Clinical Trial2011 Dec 1;4(6):562-9.

JOURNAL:Circ Cardiovasc Interv. Article Link

Comprehensive intravascular ultrasound assessment of stent area and its impact on restenosis and adverse cardiac events in 403 patients with unprotected left main disease

Kang SJ, Ahn JM, Song H et al. Keywords: stent; imaging; diagnostic coronary restenosis

ABSTRACT


BACKGROUND - We assessed the optimal intravascular ultrasound (IVUS) stent area to predict angiographic in-stent restenosis (ISR) after sirolimus-eluting stent implantation for unprotected left main coronary artery (LM) disease.

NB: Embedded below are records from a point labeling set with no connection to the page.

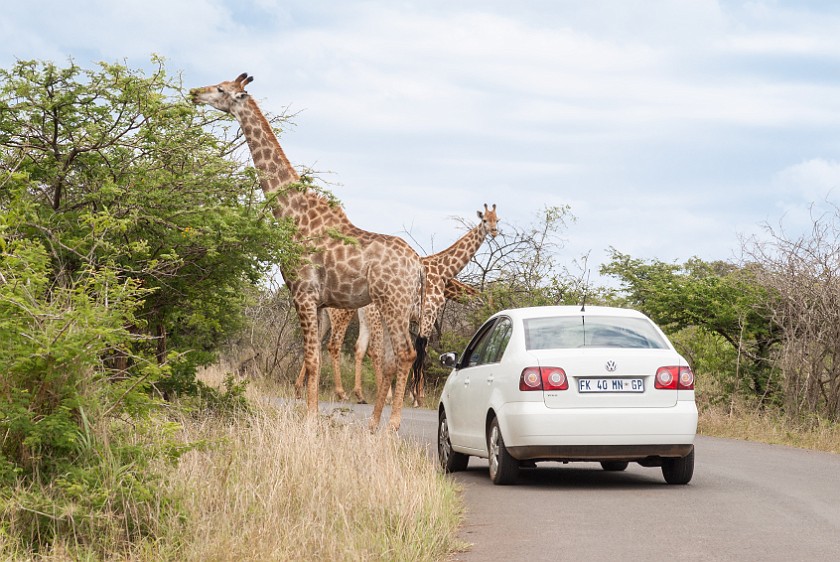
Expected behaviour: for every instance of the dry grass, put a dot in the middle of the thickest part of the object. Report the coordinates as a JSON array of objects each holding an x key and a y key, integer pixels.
[
  {"x": 278, "y": 485},
  {"x": 741, "y": 421}
]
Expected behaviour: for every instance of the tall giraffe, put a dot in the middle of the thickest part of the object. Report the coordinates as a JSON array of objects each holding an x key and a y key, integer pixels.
[
  {"x": 368, "y": 342},
  {"x": 441, "y": 269},
  {"x": 344, "y": 266}
]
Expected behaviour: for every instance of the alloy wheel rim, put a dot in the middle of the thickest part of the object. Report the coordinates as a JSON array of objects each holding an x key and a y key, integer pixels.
[
  {"x": 494, "y": 451},
  {"x": 444, "y": 446}
]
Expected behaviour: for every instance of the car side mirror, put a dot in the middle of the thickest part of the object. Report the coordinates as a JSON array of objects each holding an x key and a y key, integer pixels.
[{"x": 449, "y": 359}]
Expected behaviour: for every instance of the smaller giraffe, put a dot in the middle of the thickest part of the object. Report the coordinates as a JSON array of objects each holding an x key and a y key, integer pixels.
[{"x": 343, "y": 266}]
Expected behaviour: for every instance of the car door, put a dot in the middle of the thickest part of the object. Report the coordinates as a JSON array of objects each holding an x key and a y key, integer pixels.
[
  {"x": 459, "y": 387},
  {"x": 483, "y": 371}
]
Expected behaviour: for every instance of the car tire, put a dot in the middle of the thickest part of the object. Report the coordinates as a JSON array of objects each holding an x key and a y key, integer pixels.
[
  {"x": 450, "y": 461},
  {"x": 679, "y": 470},
  {"x": 503, "y": 468}
]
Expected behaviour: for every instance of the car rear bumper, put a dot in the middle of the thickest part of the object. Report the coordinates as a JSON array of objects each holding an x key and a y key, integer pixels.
[{"x": 532, "y": 431}]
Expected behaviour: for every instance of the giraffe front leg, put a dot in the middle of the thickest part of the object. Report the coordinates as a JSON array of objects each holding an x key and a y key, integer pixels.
[
  {"x": 339, "y": 320},
  {"x": 359, "y": 352},
  {"x": 300, "y": 380},
  {"x": 335, "y": 355},
  {"x": 308, "y": 315}
]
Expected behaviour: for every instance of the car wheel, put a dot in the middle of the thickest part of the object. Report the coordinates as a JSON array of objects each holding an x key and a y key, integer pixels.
[
  {"x": 450, "y": 461},
  {"x": 614, "y": 466},
  {"x": 678, "y": 471},
  {"x": 503, "y": 468}
]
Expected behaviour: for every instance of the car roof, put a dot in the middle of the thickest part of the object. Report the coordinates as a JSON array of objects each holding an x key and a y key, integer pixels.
[{"x": 568, "y": 310}]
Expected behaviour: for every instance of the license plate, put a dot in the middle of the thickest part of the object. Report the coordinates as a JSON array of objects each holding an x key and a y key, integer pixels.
[{"x": 611, "y": 385}]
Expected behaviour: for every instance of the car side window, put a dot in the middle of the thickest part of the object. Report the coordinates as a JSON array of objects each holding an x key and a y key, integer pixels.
[
  {"x": 489, "y": 345},
  {"x": 497, "y": 342},
  {"x": 474, "y": 353}
]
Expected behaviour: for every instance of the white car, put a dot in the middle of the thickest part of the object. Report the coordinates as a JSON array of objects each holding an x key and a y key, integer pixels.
[{"x": 568, "y": 383}]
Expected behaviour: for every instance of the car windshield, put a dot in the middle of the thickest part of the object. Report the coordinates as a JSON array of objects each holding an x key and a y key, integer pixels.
[{"x": 564, "y": 332}]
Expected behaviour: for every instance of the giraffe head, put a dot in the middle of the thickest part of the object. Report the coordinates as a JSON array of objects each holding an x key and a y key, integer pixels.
[
  {"x": 488, "y": 220},
  {"x": 225, "y": 95}
]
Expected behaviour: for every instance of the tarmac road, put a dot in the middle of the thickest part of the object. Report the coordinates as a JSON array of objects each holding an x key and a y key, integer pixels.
[{"x": 747, "y": 501}]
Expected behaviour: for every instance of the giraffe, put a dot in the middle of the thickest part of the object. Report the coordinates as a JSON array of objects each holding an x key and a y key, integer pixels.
[
  {"x": 343, "y": 266},
  {"x": 368, "y": 342},
  {"x": 441, "y": 269}
]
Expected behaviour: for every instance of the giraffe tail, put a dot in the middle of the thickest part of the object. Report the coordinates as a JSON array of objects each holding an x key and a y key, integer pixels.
[{"x": 417, "y": 367}]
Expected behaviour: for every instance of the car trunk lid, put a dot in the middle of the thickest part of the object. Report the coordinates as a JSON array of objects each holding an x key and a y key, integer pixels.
[{"x": 610, "y": 378}]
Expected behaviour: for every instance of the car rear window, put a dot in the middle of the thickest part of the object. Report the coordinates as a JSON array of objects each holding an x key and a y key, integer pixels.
[{"x": 564, "y": 332}]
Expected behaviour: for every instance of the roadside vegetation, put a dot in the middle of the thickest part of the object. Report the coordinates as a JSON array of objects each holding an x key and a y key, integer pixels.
[{"x": 137, "y": 251}]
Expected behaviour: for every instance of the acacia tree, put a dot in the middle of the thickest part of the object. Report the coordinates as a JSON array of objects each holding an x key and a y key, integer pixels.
[
  {"x": 717, "y": 297},
  {"x": 127, "y": 237},
  {"x": 804, "y": 271}
]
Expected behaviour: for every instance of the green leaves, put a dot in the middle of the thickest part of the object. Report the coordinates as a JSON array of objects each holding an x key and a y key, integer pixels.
[{"x": 128, "y": 239}]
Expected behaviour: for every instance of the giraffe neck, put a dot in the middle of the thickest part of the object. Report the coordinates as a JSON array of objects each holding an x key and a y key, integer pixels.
[
  {"x": 275, "y": 169},
  {"x": 309, "y": 211},
  {"x": 456, "y": 257}
]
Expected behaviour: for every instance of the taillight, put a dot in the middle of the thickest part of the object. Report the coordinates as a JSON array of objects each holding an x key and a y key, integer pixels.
[
  {"x": 674, "y": 378},
  {"x": 543, "y": 378}
]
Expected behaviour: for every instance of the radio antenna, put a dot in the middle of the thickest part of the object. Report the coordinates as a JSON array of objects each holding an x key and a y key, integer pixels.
[{"x": 585, "y": 289}]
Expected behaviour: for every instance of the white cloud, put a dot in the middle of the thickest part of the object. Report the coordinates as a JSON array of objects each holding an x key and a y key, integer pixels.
[{"x": 662, "y": 122}]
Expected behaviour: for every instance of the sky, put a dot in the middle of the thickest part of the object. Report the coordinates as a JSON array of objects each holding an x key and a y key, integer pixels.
[{"x": 671, "y": 128}]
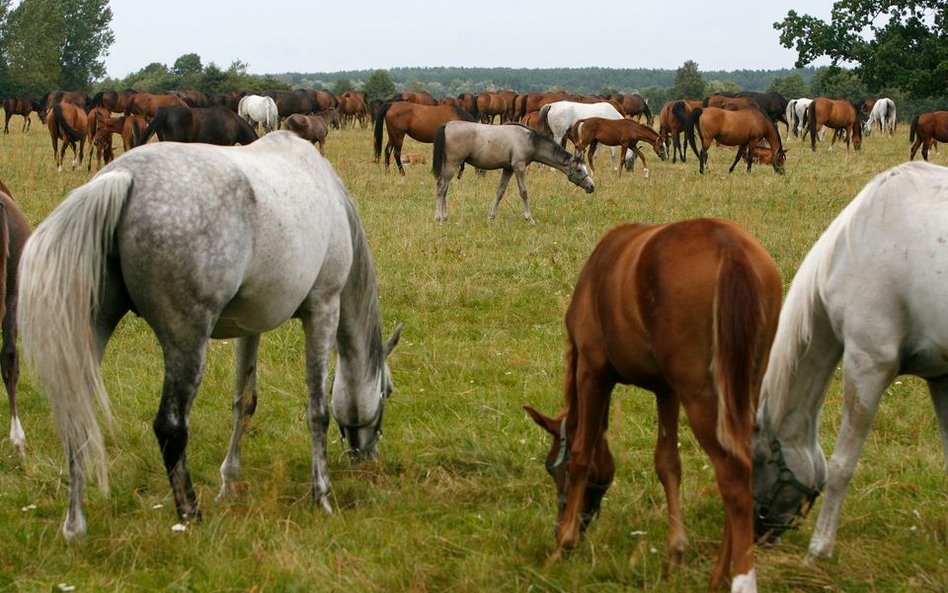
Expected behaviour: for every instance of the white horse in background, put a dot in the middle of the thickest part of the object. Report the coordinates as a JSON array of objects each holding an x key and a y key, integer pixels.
[
  {"x": 256, "y": 109},
  {"x": 882, "y": 116},
  {"x": 560, "y": 116},
  {"x": 870, "y": 291}
]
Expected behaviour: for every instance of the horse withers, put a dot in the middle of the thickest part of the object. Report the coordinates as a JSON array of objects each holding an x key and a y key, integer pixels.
[
  {"x": 205, "y": 242},
  {"x": 687, "y": 310},
  {"x": 509, "y": 147},
  {"x": 14, "y": 231},
  {"x": 882, "y": 311}
]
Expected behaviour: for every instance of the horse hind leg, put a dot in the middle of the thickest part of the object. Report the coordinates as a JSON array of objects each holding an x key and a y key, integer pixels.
[{"x": 245, "y": 404}]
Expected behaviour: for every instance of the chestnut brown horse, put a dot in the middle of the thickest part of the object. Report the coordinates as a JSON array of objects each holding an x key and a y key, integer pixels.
[
  {"x": 19, "y": 106},
  {"x": 68, "y": 123},
  {"x": 625, "y": 133},
  {"x": 420, "y": 122},
  {"x": 14, "y": 230},
  {"x": 672, "y": 126},
  {"x": 838, "y": 114},
  {"x": 687, "y": 310},
  {"x": 926, "y": 130},
  {"x": 744, "y": 128}
]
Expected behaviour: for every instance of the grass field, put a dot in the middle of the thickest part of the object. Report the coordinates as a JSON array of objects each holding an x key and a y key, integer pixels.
[{"x": 459, "y": 501}]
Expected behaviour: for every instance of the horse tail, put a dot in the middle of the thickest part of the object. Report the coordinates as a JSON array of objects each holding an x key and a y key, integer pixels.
[
  {"x": 379, "y": 125},
  {"x": 62, "y": 127},
  {"x": 738, "y": 336},
  {"x": 437, "y": 158},
  {"x": 61, "y": 277}
]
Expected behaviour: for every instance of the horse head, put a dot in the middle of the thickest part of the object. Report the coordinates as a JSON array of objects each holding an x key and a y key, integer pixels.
[
  {"x": 579, "y": 174},
  {"x": 787, "y": 481},
  {"x": 601, "y": 471}
]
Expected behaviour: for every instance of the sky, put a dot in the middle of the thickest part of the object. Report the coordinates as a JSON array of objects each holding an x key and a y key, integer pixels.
[{"x": 273, "y": 37}]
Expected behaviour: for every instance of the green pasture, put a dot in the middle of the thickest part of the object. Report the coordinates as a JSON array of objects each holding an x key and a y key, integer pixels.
[{"x": 459, "y": 501}]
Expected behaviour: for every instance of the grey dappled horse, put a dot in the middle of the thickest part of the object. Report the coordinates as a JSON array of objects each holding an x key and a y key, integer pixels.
[
  {"x": 870, "y": 291},
  {"x": 205, "y": 242},
  {"x": 510, "y": 147}
]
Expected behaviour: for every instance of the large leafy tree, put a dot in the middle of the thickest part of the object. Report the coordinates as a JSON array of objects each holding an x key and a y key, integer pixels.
[{"x": 900, "y": 44}]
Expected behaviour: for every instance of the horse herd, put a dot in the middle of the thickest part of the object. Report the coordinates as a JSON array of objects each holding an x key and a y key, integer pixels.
[{"x": 228, "y": 242}]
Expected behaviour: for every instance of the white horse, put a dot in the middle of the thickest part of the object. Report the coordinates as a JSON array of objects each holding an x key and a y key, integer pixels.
[
  {"x": 205, "y": 242},
  {"x": 256, "y": 109},
  {"x": 560, "y": 116},
  {"x": 872, "y": 291},
  {"x": 882, "y": 116}
]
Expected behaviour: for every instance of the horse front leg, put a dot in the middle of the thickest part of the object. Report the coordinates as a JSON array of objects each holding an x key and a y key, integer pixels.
[
  {"x": 501, "y": 189},
  {"x": 320, "y": 321},
  {"x": 244, "y": 405}
]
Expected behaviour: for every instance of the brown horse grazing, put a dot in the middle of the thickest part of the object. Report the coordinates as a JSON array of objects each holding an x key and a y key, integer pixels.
[
  {"x": 309, "y": 127},
  {"x": 625, "y": 133},
  {"x": 744, "y": 128},
  {"x": 67, "y": 122},
  {"x": 838, "y": 114},
  {"x": 928, "y": 129},
  {"x": 419, "y": 122},
  {"x": 19, "y": 106},
  {"x": 147, "y": 104},
  {"x": 687, "y": 310},
  {"x": 14, "y": 230},
  {"x": 672, "y": 126}
]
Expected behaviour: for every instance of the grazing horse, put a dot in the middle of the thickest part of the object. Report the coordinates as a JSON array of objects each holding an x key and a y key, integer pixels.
[
  {"x": 19, "y": 106},
  {"x": 68, "y": 123},
  {"x": 686, "y": 310},
  {"x": 212, "y": 125},
  {"x": 673, "y": 123},
  {"x": 510, "y": 147},
  {"x": 883, "y": 115},
  {"x": 257, "y": 110},
  {"x": 838, "y": 114},
  {"x": 14, "y": 230},
  {"x": 928, "y": 129},
  {"x": 745, "y": 129},
  {"x": 147, "y": 105},
  {"x": 419, "y": 122},
  {"x": 881, "y": 310},
  {"x": 309, "y": 127},
  {"x": 624, "y": 133},
  {"x": 205, "y": 242}
]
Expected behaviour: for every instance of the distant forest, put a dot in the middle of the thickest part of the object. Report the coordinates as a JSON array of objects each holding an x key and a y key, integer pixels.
[{"x": 443, "y": 81}]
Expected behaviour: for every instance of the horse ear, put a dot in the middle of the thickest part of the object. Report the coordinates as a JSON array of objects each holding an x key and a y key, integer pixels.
[
  {"x": 393, "y": 340},
  {"x": 545, "y": 422}
]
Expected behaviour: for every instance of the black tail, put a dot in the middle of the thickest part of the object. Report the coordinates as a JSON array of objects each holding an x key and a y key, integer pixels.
[
  {"x": 64, "y": 128},
  {"x": 379, "y": 124},
  {"x": 437, "y": 158}
]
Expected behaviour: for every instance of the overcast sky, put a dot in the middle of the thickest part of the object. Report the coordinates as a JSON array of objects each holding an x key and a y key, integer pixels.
[{"x": 303, "y": 36}]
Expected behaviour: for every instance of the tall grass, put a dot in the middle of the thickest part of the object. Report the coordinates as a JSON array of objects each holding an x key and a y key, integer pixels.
[{"x": 459, "y": 501}]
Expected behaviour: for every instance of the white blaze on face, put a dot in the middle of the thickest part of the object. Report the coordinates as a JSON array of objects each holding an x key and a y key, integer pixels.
[{"x": 745, "y": 583}]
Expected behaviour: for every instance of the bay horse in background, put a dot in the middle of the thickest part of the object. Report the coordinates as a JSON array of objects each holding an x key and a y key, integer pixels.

METHODS AND RESULTS - A total of 403 patients treated with single- or 2-stent strategies (crushing and T-stent) had immediate poststenting IVUS and 9-month follow-up angiography. Poststenting minimal stent area (MSA) was measured in each of 4 segments: ostial left anterior descending (LAD), ostial left circumflex (LCX) polygon of confluence (POC, confluence zone of LAD and LCX), and proximal LM above the POC. Overall, 46 (11.4%) showed angiographic restenosis at 9 months: 3 of 67 (4.5%) nonbifurcation lesions treated with a single-stent, 14 of 222 (6.3%) bifurcation lesions treated with single-stent crossover, and 29 of 114 (25.4%) of bifurcation lesions treated with 2 stents. The MSA cutoffs that best predicted ISR on a segmental basis were 5.0 mm(2) (ostial LCX ISR), 6.3 mm(2) (ostial LAD ISR), 7.2 mm(2) (ISR within the POC), and 8.2 mm(2) (ISR within the LM above the POC). Using these criteria, 133 (33.8%) had underexpansion of at least 1 segment. Angiographic ISR (at any location) was more frequent in lesions with underexpansion of at least 1 segment versus lesions with no underexpansion (24.1% versus 5.4%, P<0.001). Two-year major adverse coronary event-free survival rate was significantly lower in patients with underexpansion of at least 1 segment versus lesions with no underexpansion (90±3% versus 98±1%, log-rank P<0.001), and poststenting underexpansion was an independent predictor for major adverse cardiac events (adjusted hazard ratio, 5.56; 95% confidence interval, 1.99-15.49; P=0.001).

CONCLUSIONS - With these criteria, IVUS optimization during LMCA stenting procedures may improve clinical outcomes.